Au niveau des actifs, l’augmentation du taux directeur peut signaler aux investisseurs que la demande globale va diminuer. Et par conséquent, que les entreprises vont faire moins d’argent. Ce qui fait baisser le prix d’actifs comme les actions et les obligations. Les ménages qui détiennent ces actifs se sentent moins riches et ils peuvent être moins portés à emprunter et à dépenser. Cette situation peut faire ralentir l’inflation. À l’inverse, la baisse du taux directeur peut signaler aux investisseurs que les entreprises vont faire plus d’argent. Ce qui fait monter le prix des actions et des obligations.
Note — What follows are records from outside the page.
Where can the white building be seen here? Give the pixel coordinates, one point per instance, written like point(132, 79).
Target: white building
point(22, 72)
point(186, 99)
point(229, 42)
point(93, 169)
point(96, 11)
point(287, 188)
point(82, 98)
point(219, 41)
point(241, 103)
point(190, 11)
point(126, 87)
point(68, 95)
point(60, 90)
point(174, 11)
Les gens se sentent alors plus riches et sont portés à augmenter : leurs emprunts, leurs dépenses et leur demande de biens et services. Cette situation peut faire accélérer l’inflation.
Les enjeux de la dernière augmentation du taux directeur de la BC
Selon la BC, l’économie canadienne demeure en situation de demande excédentaire et les marchés du travail restent tendus. La demande de biens et de services dépasse encore la capacité de l’économie à y répondre. Elle exerce ainsi une pression à la hausse sur l’inflation au pays. Aussi, les entreprises font encore état de pénuries de main-d’œuvre généralisées. Bref, depuis la réouverture complète de l’économie, la forte demande a entraîné une flambée des prix des services.
Depuis l’été, l’inflation mesurée par l’indice des prix à la consommation (IPC) était descendue de 8,1 à 6,9 %. Ceci en raison surtout de la chute des prix de l’essence. Cependant, les pressions sur les prix restent généralisées. Les deux tiers des composantes de l’IPC ayant augmenté de plus de 5 % au cours de la dernière année. Les mesures de l’inflation fondamentale privilégiées par la BC n’indiquent pas encore de manière significative que les pressions sous-jacentes sur les prix s’atténuent. Les attentes d’inflation à court terme demeurent donc élevées, ce qui accroît le risque que la forte inflation s’enracine.
Par la mesure qu’elle vient de prendre, la BC s’attend à ce que l’inflation baisse. Cela ne sera possible qu’à mesure que les taux d’intérêts plus élevés aideront à rééquilibrer l’offre et la demande. Mais aussi lorsque les pressions sur les prix attribuables aux perturbations mondiales de l’approvisionnement diminueront. Et enfin, lorsque les effets passés des prix plus élevés des produits de base se dissiperont. Sur ces hypothèses, l’inflation devrait descendre à environ 3 % fin de 2023, puis retourner à la cible de 2 % fin de 2024.
À quoi s’attendre dans les prochains mois…
Étant donné que l’inflation et les attentes d’inflation sont élevées et que des pressions continues s’exercent sur la demande dans l’économie, le Conseil de direction de la BC s’attend à ce que le taux directeur doit encore augmenter. Les futures hausses de taux seront influencées par leurs évaluations : de l’efficacité du resserrement de la politique monétaire pour ralentir la demande, de la résolution des problèmes d’approvisionnement, et de la réaction de l’inflation et des attentes d’inflation aux hausses de taux.
La prochaine date d’établissement du taux cible du financement à un jour est le 7 décembre 2022. La Banque publiera sa prochaine projection complète pour l’économie et l’inflation, ainsi qu’une analyse des risques connexes, dans le Rapport sur la politique monétaire qui paraîtra le 25 janvier 2023.